To mitigate the risks, these companies could adapt their strategies in the following ways:
1. Diversification: Companies could diversify their supply chains and revenue streams to reduce reliance on any single market or trading partner. For example, Apple could explore manufacturing options in other countries to reduce its dependence on China.
2. Cost Management: Companies could focus on cost management and operational efficiency to offset the impact of increased tariffs and potential disruptions in supply chains. For instance, Fortinet could invest in automation and other cost-saving technologies to improve its operational efficiency.

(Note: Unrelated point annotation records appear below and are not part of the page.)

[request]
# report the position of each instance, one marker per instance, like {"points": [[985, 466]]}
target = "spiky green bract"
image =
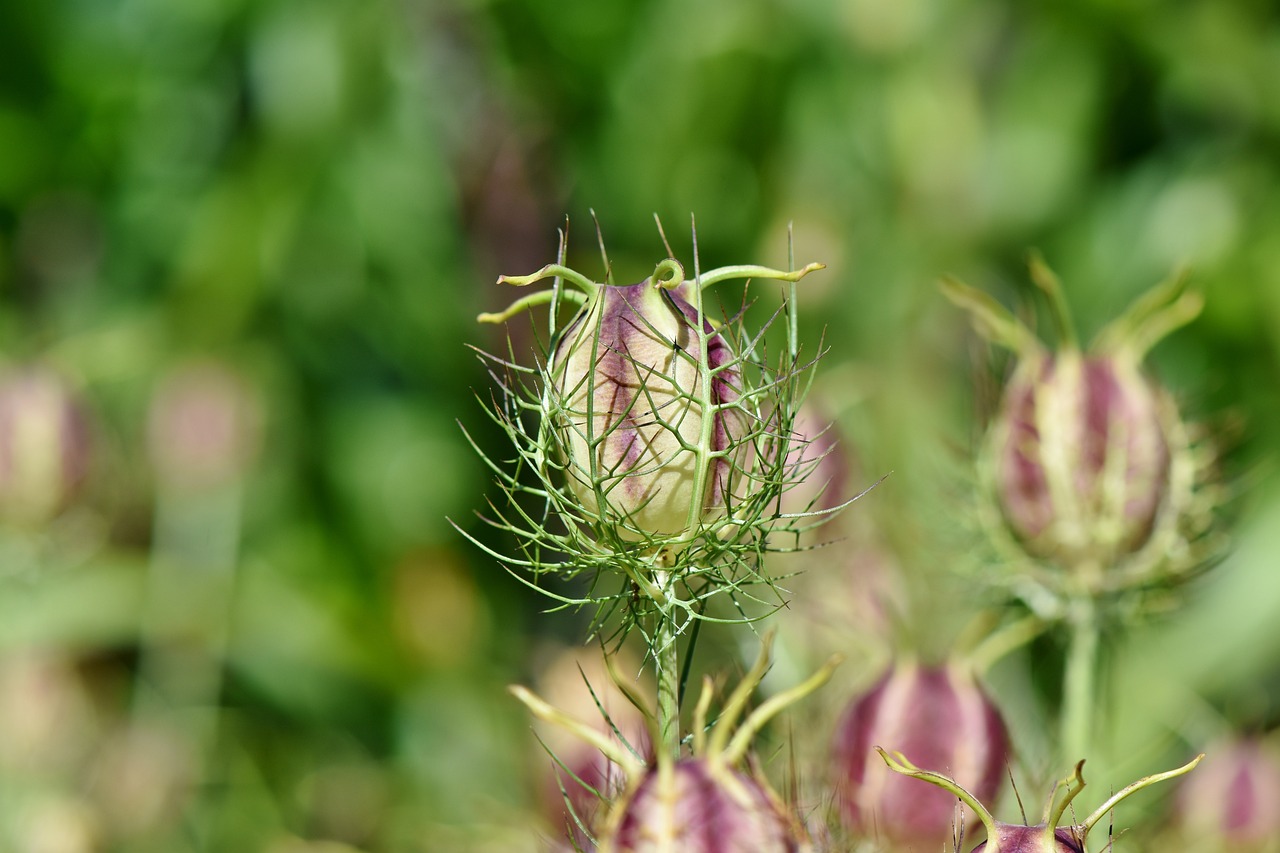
{"points": [[650, 442], [1092, 484]]}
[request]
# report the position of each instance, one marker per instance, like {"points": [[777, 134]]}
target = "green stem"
{"points": [[666, 657], [1080, 680]]}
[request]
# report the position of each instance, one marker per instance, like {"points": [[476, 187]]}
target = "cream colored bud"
{"points": [[645, 418]]}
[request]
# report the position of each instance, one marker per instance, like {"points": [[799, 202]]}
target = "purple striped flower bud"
{"points": [[937, 716], [1033, 839], [1233, 803], [630, 400], [1047, 836], [1089, 470], [702, 806], [44, 445], [1082, 457]]}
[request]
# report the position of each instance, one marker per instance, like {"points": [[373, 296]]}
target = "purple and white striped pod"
{"points": [[1082, 457], [938, 717], [702, 806], [630, 402], [44, 445]]}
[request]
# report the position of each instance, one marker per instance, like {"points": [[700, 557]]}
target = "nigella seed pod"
{"points": [[44, 445], [935, 715], [648, 445], [704, 802], [1091, 479], [1082, 457], [1047, 836], [1233, 803], [700, 806]]}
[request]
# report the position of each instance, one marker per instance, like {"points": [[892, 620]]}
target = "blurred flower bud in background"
{"points": [[627, 396], [822, 461], [204, 427], [702, 806], [1082, 457], [937, 716], [1233, 801], [1089, 469], [44, 445]]}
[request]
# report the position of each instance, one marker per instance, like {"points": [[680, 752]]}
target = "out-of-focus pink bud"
{"points": [[580, 780], [1082, 457], [1033, 839], [819, 459], [629, 397], [702, 806], [937, 716], [204, 427], [1233, 801], [44, 445]]}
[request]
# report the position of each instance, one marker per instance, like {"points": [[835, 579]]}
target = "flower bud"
{"points": [[1088, 468], [1233, 803], [634, 413], [580, 779], [937, 716], [702, 806], [44, 445], [821, 460], [1082, 457], [1050, 835]]}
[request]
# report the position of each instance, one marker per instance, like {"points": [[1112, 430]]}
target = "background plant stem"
{"points": [[1079, 682]]}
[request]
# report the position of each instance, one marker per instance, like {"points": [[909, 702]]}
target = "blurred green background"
{"points": [[250, 238]]}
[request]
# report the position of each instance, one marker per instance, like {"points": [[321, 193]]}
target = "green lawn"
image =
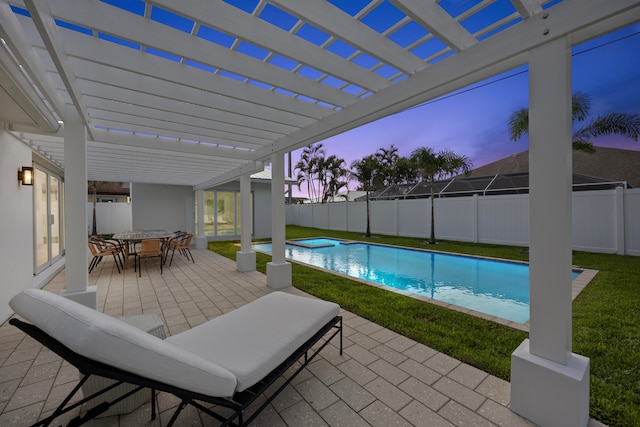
{"points": [[605, 318]]}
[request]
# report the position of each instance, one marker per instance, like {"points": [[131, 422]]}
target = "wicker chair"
{"points": [[101, 248], [149, 248], [181, 243]]}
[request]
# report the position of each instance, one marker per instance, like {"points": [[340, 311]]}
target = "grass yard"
{"points": [[605, 317]]}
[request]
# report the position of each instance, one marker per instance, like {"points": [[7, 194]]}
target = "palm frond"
{"points": [[625, 124], [519, 123], [580, 106]]}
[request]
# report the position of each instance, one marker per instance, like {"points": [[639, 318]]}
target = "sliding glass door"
{"points": [[48, 210], [222, 213]]}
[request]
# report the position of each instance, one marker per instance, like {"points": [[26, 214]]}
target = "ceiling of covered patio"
{"points": [[196, 92]]}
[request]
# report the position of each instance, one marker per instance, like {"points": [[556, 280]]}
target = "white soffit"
{"points": [[196, 92]]}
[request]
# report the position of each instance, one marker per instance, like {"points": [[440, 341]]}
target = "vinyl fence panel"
{"points": [[605, 221]]}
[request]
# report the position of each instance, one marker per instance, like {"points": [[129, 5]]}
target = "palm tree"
{"points": [[334, 174], [387, 159], [406, 171], [364, 171], [307, 168], [625, 124], [440, 164]]}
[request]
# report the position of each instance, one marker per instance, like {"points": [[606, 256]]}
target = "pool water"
{"points": [[498, 288]]}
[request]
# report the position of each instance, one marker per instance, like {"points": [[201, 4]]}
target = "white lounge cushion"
{"points": [[106, 339], [254, 339]]}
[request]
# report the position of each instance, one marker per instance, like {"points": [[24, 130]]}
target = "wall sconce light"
{"points": [[25, 176]]}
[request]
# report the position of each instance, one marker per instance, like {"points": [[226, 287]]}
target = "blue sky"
{"points": [[473, 121]]}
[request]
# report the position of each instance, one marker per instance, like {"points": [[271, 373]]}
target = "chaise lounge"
{"points": [[229, 361]]}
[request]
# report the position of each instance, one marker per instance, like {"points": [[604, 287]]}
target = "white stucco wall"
{"points": [[16, 223]]}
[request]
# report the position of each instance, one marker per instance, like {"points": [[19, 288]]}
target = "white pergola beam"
{"points": [[483, 60], [431, 16], [96, 105], [104, 76], [174, 148], [527, 8], [333, 21], [175, 130], [132, 62], [48, 29], [103, 18], [148, 101], [224, 17], [17, 41]]}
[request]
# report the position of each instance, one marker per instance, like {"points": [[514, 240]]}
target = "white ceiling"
{"points": [[196, 92]]}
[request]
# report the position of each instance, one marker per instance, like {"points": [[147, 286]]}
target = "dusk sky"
{"points": [[473, 121]]}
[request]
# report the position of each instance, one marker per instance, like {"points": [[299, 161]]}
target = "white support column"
{"points": [[278, 270], [619, 209], [549, 383], [201, 239], [245, 257], [76, 227]]}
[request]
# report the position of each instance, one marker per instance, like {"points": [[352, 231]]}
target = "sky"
{"points": [[473, 121]]}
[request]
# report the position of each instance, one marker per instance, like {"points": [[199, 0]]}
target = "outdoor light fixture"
{"points": [[25, 176]]}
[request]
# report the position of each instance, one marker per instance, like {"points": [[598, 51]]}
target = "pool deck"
{"points": [[382, 379]]}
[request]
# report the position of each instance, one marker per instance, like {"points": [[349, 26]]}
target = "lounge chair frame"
{"points": [[239, 403]]}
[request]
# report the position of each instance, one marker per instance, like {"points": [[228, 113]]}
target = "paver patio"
{"points": [[382, 378]]}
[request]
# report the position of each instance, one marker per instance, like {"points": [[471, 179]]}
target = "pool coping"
{"points": [[577, 285]]}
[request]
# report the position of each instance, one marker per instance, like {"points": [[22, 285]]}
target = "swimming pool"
{"points": [[495, 287]]}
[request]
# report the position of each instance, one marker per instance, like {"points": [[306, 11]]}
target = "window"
{"points": [[221, 213]]}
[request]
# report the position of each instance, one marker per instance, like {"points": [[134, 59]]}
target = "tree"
{"points": [[325, 176], [387, 159], [625, 124], [440, 164], [307, 168], [334, 177], [406, 171], [364, 171]]}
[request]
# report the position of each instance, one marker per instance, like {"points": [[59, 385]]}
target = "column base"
{"points": [[550, 393], [201, 242], [279, 275], [245, 261], [88, 297]]}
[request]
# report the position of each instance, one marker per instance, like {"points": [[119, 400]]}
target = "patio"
{"points": [[381, 379]]}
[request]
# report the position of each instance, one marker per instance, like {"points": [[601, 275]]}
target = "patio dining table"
{"points": [[133, 236]]}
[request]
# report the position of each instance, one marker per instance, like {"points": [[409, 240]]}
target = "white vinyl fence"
{"points": [[605, 221]]}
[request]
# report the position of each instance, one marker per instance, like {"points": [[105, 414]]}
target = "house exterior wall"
{"points": [[162, 207], [603, 221], [110, 217], [16, 222]]}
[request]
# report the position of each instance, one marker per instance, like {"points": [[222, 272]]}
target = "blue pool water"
{"points": [[498, 288]]}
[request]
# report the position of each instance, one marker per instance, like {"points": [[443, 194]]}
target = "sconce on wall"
{"points": [[25, 176]]}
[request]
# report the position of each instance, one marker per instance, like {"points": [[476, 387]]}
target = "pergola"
{"points": [[200, 93]]}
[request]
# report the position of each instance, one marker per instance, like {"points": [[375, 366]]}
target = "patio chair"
{"points": [[181, 243], [99, 249], [242, 359], [148, 248]]}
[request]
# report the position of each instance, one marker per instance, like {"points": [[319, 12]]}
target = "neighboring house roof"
{"points": [[265, 175], [111, 188], [343, 196], [611, 164]]}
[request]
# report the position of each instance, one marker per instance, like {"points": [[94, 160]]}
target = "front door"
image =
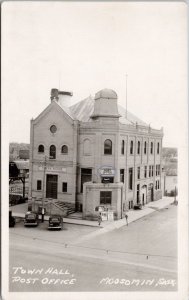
{"points": [[51, 186]]}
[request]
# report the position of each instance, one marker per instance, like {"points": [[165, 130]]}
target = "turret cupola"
{"points": [[105, 104]]}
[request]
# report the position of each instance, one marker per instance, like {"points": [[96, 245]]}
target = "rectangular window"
{"points": [[122, 175], [64, 187], [151, 148], [39, 185], [130, 178], [107, 180], [86, 176], [131, 147], [122, 146], [138, 172], [106, 197], [150, 167], [138, 147], [138, 193], [145, 171]]}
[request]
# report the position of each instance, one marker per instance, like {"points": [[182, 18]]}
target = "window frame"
{"points": [[131, 147], [151, 147], [138, 172], [106, 193], [130, 178], [52, 152], [64, 187], [41, 145], [138, 147], [122, 147], [108, 148], [66, 147], [145, 147], [39, 184]]}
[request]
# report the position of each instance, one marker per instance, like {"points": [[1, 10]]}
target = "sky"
{"points": [[84, 47]]}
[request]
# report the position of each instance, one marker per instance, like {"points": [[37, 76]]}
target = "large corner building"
{"points": [[93, 154]]}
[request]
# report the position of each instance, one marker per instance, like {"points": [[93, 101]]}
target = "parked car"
{"points": [[11, 220], [55, 222], [31, 219], [138, 206]]}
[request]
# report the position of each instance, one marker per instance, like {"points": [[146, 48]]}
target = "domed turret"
{"points": [[105, 104]]}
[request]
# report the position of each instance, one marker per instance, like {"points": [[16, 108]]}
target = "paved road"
{"points": [[88, 266]]}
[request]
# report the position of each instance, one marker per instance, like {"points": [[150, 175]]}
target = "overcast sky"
{"points": [[84, 47]]}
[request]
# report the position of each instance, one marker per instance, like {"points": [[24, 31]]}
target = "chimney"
{"points": [[54, 94], [62, 97]]}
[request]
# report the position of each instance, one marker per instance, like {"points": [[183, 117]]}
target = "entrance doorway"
{"points": [[51, 186], [152, 194]]}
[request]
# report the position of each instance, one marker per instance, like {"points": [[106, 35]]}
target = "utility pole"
{"points": [[43, 196], [126, 97]]}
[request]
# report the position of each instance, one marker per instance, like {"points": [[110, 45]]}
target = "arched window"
{"points": [[122, 147], [64, 149], [138, 147], [41, 149], [151, 148], [131, 147], [52, 154], [86, 147], [108, 147], [145, 147]]}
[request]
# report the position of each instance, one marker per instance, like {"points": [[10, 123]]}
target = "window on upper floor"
{"points": [[105, 197], [39, 185], [145, 171], [86, 147], [64, 187], [130, 178], [122, 171], [131, 147], [122, 147], [64, 149], [108, 147], [52, 152], [145, 147], [151, 148], [41, 149], [138, 172], [150, 168], [138, 147]]}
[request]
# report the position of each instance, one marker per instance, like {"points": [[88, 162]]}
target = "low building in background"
{"points": [[93, 153]]}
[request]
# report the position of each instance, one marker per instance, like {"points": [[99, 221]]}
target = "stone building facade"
{"points": [[94, 154]]}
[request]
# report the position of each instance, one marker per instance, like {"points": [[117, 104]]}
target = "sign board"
{"points": [[107, 172]]}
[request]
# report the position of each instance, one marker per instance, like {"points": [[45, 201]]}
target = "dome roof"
{"points": [[106, 93]]}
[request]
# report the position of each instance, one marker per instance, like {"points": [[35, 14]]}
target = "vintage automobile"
{"points": [[55, 222], [31, 219], [11, 220]]}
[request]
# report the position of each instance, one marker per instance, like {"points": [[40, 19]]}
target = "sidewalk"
{"points": [[133, 215]]}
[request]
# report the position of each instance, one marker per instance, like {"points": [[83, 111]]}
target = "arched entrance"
{"points": [[151, 192]]}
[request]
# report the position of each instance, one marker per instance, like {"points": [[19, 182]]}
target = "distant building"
{"points": [[94, 154]]}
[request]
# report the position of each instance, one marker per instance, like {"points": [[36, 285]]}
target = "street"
{"points": [[138, 257]]}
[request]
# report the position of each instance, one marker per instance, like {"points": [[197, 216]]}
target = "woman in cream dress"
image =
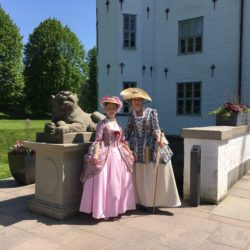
{"points": [[145, 139]]}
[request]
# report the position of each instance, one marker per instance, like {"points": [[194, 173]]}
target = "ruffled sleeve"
{"points": [[155, 123], [99, 132]]}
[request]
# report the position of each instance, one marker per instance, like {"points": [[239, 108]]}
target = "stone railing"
{"points": [[225, 158]]}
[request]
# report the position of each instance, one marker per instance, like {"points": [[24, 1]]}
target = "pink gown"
{"points": [[108, 187]]}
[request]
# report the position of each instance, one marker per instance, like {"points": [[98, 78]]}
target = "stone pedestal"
{"points": [[58, 169], [225, 158]]}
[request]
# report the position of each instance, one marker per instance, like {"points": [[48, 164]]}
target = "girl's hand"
{"points": [[94, 159], [160, 143]]}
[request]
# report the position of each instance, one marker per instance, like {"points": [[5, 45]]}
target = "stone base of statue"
{"points": [[65, 138], [58, 169]]}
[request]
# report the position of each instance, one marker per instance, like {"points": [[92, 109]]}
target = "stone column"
{"points": [[58, 169]]}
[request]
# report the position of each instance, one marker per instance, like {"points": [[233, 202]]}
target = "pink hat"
{"points": [[111, 99]]}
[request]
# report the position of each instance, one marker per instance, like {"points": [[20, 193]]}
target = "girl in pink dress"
{"points": [[108, 188]]}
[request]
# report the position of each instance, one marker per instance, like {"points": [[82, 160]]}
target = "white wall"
{"points": [[157, 46], [246, 56], [218, 158]]}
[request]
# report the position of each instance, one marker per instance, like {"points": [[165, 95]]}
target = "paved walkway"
{"points": [[222, 227]]}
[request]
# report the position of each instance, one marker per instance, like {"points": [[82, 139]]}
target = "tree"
{"points": [[54, 61], [88, 95], [11, 67]]}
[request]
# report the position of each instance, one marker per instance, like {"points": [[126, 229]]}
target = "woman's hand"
{"points": [[94, 159], [160, 143]]}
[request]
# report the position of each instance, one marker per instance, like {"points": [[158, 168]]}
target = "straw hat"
{"points": [[131, 93], [111, 99]]}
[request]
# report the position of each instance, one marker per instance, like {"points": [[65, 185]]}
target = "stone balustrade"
{"points": [[225, 158]]}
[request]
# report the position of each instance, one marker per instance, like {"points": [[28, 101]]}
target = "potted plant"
{"points": [[22, 160], [232, 114]]}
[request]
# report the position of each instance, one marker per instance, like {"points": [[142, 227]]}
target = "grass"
{"points": [[12, 130]]}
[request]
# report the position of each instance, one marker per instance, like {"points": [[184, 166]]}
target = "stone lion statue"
{"points": [[68, 117]]}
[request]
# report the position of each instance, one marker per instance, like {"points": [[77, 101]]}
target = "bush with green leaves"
{"points": [[54, 61], [11, 67]]}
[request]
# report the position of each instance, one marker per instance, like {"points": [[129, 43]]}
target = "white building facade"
{"points": [[185, 54]]}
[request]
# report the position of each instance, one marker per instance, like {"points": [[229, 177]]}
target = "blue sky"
{"points": [[79, 15]]}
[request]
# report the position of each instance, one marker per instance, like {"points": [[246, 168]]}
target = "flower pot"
{"points": [[22, 167], [236, 119]]}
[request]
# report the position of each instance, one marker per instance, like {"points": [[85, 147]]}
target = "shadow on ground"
{"points": [[14, 210]]}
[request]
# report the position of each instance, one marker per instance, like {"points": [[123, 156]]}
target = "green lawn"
{"points": [[12, 130]]}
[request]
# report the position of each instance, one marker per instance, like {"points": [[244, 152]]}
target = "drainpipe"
{"points": [[241, 49]]}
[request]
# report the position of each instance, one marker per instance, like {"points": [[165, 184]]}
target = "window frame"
{"points": [[193, 37], [131, 84], [185, 98], [130, 31]]}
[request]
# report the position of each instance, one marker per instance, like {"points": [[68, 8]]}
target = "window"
{"points": [[190, 35], [125, 86], [129, 31], [189, 98]]}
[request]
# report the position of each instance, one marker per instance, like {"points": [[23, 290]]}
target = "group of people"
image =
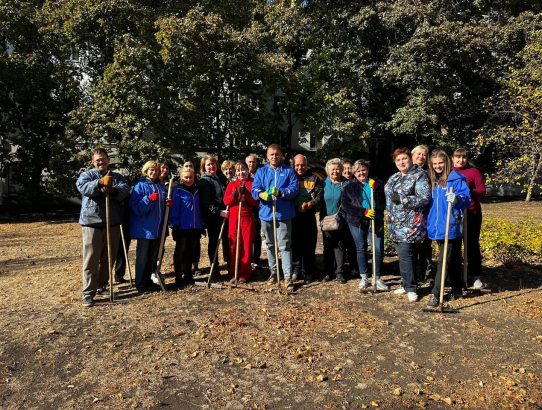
{"points": [[282, 201]]}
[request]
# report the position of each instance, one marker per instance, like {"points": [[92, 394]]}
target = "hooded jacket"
{"points": [[407, 219], [93, 200], [285, 180], [436, 221], [147, 217]]}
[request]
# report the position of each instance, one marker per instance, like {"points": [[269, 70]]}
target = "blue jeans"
{"points": [[407, 253], [146, 257], [362, 236], [284, 239]]}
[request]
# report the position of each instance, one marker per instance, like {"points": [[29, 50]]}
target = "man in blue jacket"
{"points": [[277, 183], [94, 185]]}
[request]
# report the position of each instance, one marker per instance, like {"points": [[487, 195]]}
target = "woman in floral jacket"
{"points": [[407, 194]]}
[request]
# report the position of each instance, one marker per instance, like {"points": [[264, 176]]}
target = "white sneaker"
{"points": [[381, 285]]}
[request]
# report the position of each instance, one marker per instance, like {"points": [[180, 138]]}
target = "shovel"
{"points": [[441, 308]]}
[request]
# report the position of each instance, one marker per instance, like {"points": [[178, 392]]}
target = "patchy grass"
{"points": [[327, 346]]}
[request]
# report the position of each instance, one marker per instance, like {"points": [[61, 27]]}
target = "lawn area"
{"points": [[326, 346]]}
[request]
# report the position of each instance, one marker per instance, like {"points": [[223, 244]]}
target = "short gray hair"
{"points": [[334, 161]]}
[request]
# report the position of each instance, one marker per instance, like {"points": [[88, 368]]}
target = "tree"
{"points": [[37, 88], [514, 133]]}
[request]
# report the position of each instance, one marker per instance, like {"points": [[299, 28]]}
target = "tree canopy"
{"points": [[185, 76]]}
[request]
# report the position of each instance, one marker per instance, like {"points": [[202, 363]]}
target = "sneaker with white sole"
{"points": [[381, 285], [363, 283], [399, 291]]}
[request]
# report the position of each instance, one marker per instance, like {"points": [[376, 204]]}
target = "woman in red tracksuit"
{"points": [[239, 190]]}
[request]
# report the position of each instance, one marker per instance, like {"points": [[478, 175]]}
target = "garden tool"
{"points": [[372, 183], [238, 240], [108, 238], [441, 308], [126, 255], [465, 255], [277, 262], [215, 257], [158, 274]]}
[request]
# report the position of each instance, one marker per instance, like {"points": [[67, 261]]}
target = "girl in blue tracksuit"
{"points": [[187, 224], [443, 178], [147, 206]]}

3. Innovation: Companies could invest in innovation and new technologies to stay competitive in a changing market environment. For example, Intuitive Surgical could focus on developing new medical technologies to maintain its market leadership and reduce its reliance on international markets.
4. Risk Management: Companies could implement risk management strategies to mitigate the impact of market volatility and potential disruptions in supply chains. For instance, Enbridge could invest in risk management tools and technologies to better manage its exposure to commodity price volatility and other risks.
In conclusion, the tariff-induced market volatility poses significant risks to companies with significant exposure to international trade. However, by adapting their strategies and implementing risk management measures, these companies can mitigate the risks and maintain their competitive position in the market.

Ask Aime: "Will the trade war cause a global recession?"